Now, and the other thing that’s interesting too, here, is that when you move to SaaS, you’re moving to more release cycles per year. The average SaaS provider is going through four major platform upgrades a year. They’re doing four releases. Think about that change from a traditional model, where you’re adding three more releases a year, essentially.
And every release requires maintenance releases, so now you’re going to have patches. A lot of these companies have been putting SaaS into place, but there’s not a whole lot of SasS that’s profitable from a business perspective right now. There are a lot of companies doing it, but there are not a lot of companies that are in the black. What’s interesting is that they’re spending a lot of labor to maintain the software. It’s expensive, and you have to build it before the customers come. That’s why we see so many people come and go out of that space.
DevOps.com: What does that mean for business then, when it comes to success and IT’s relationship to business success?
Behr: I think what’s interesting is that you’re hearing business people’s expectations change.
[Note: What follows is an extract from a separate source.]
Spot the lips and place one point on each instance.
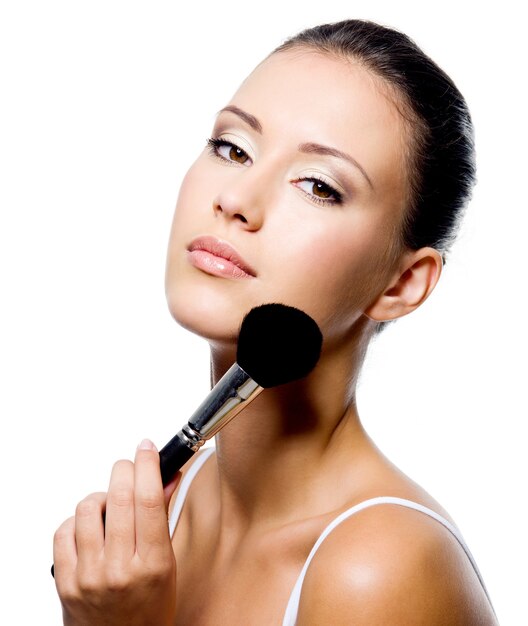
(218, 258)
The business always used to say, “Well, I need that thing tomorrow.” And IT would say, “Well, you’re going to get it when you get it.” Now the business is coming back, saying, “No, I need that tomorrow, because my competitor already has it.” Those rushed cycles used to be crying wolf. But today there is legitimacy to the pressure. They’re actually crying wolf because the wolf is there.
The dinosaurs are going to be in big trouble, because they are competing with organizations that can do 10, 15, 20 or 40 deploys a day.
Some are deploying with feature switches, as dark code, so all of those deploys that they’re doing may not even be active features that people are using. But they’ll turn on a feature, see if it works, and if it doesn’t they will turn it back off. No customer impact. They test it in production. They can also then roll out code that nobody even knows is there, and also be testing it on actual, live infrastructure. What they’re doing is improving so much faster than everybody else this way.
These organizations are going to separate themselves from the pack because of how efficient they are becoming. This is how DevOps is one of those approaches that a lot of organizations are using to make it harder for other people to catch up with them. If they’re a super-predator, in other words if they have a breakthrough idea that nobody else does in some sort of technology, why not spend the dollars and couple that technology with a service approach, or a design from an organizational perspective, so that you can continue to out-improve everybody? DevOps does this.
You’d be insane not to. So now you have a dual threat. You’re not just offering a better product, but you’re a better product that’s actually iterating faster and separating at a rate that’s going to be hard for other people to deal with. This is how the slow moving enterprise is losing right now. It’s content to think that it’s not losing that bad. The thing is, the game is changing so fast in organizations that are able to do this that they’re able to separate so much faster, and outcompete those that can’t.